Sí, la extraño… la extraño mucho. Y me gusta pensar que me quiso. A su modo. Pero… ¿quién puede saber lo que vive en el corazón de una mujer? Por eso vengo a este lugar con frecuencia. Quizá porque me siento cerca de casa o tal vez porque me dan ganas de llorar. Como sea, me aparezco de vez en vez, aunque solo sea para escuchar esa canción que tocan ahora para mí. ¿La conoce? Escuche, escuche esta maravilla…

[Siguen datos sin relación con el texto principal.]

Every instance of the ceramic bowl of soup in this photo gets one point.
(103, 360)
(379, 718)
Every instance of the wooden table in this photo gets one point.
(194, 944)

Me están sirviendo ya la del estribo,
ahorita ya no sé si tengo fe,
ahorita solamente ya les pido,
que toquen otra vez ‘La que se fue’.
Permítame un momento, voy a pedir otra bebida. Le he tomado cierta afición a su tequila y a veces peco de exceso. ¿Se le ofrece a usted algo? ¿No? Está bien, continúo.
Yo viajaba con frecuencia y Marina me acompañaba. En esas primeras campañas, su ayuda fue invaluable para hacerme entender con tantos extraños, pues conocía bien las costumbres de los lugares por los que pasamos. Pero todo eso fue antes de que el amor se secara. Me estoy adelantando; eso fue después. Aquí le haré otra confesión, caballero: en mis viajes, ella no era solamente mi intérprete y acompañante, era como un talismán, un amuleto que nos libró de problemas varias veces. Por ejemplo, aquella ocasión en Cholula: un asunto muy feo, que alguna vez le contaré.
No le diré que todo fue miel sobre hojuelas; al principio no fue fácil para ella y en momentos daba la sensación de que no disfrutaba estar conmigo. Pero con el tiempo comenzó a acompañarme con más ganas; tal vez porque eso le daba algo que hacer y la hacía sentir importante.
En este tiempo juntos tuvimos nuestras aventuras y alegrías, pero al final no estoy seguro de que me quisiera de verdad. Algo en su mirada me decía que estaba ahí por necesidad. Era de esas miradas que cargan ciertas mujeres, como de resignación, de estar con uno a la fuerza, porque no tienen más opción.
De todos modos, me gusta pensar que había amor, porque tuvimos un hijo juntos y algunas tardes me decía: “Hernán —porque así me llamo—, agradezco que estés conmigo”. Nunca supe cómo se sentía en realidad. Lo único cierto es que la vida nos separo y un mal día se la llevaron las viruelas en la flor de la edad. Me dejó solo en este mundo de salvajes.
Esto que le cuento fue hace ya muchos años y todavía duele. Hoy siento como si hubieran pasado siglos, pero la extraño igual. Y aquí estamos, viejos y sin nadie a nuestro lado.
Pero deme un momento, voy a pedir algo de comer y aprovecharé para decirle a los músicos que toquen otra vez esa canción que tanto me gusta. “La que se fue”, se llama. Siempre me hace llorar.
Ver juntos a este par en una cantina era como hacer un viaje al pasado, pero esa era la magia de El Nivel. Hasta entonces yo había tratado de ser discreto y no voltear a verlos, pero en ese momento lo hice. Tal vez algo de lo que dijo ese hombre me llamó la atención.
Para mi sorpresa, ahora solo había uno sentado en la mesa: el del penacho. El danzante seguía mirando su vaso. De pronto, alzó la vista y me miró directamente.
—Siempre vuelve a contar esa historia cuando suena esa canción— dijo, y volvió a bajar la mirada.
Del español, ni rastro. No lo sentí levantarse, y aunque yo estaba frente a la puerta del local, jamás lo vi salir. Fue como si simplemente se hubiera esfumado. Dejé en la mesa el dinero para pagar la cuenta y corrí a buscarlo, pero nada. La gran plaza del Zócalo se lo había tragado.
Me quedé ahí unos segundos y volví al lugar. El danzante seguía mirando fijamente su vaso y asentía, como si aún escuchara la voz. Yo también la escuchaba, muy dentro, como si resonara en estas piedras desde hace quinientos años. Pedí otra copa. Afuera la ciudad seguía rugiendo. Y dentro, resonaba una canción:
“…que toquen otra vez La que se fue”.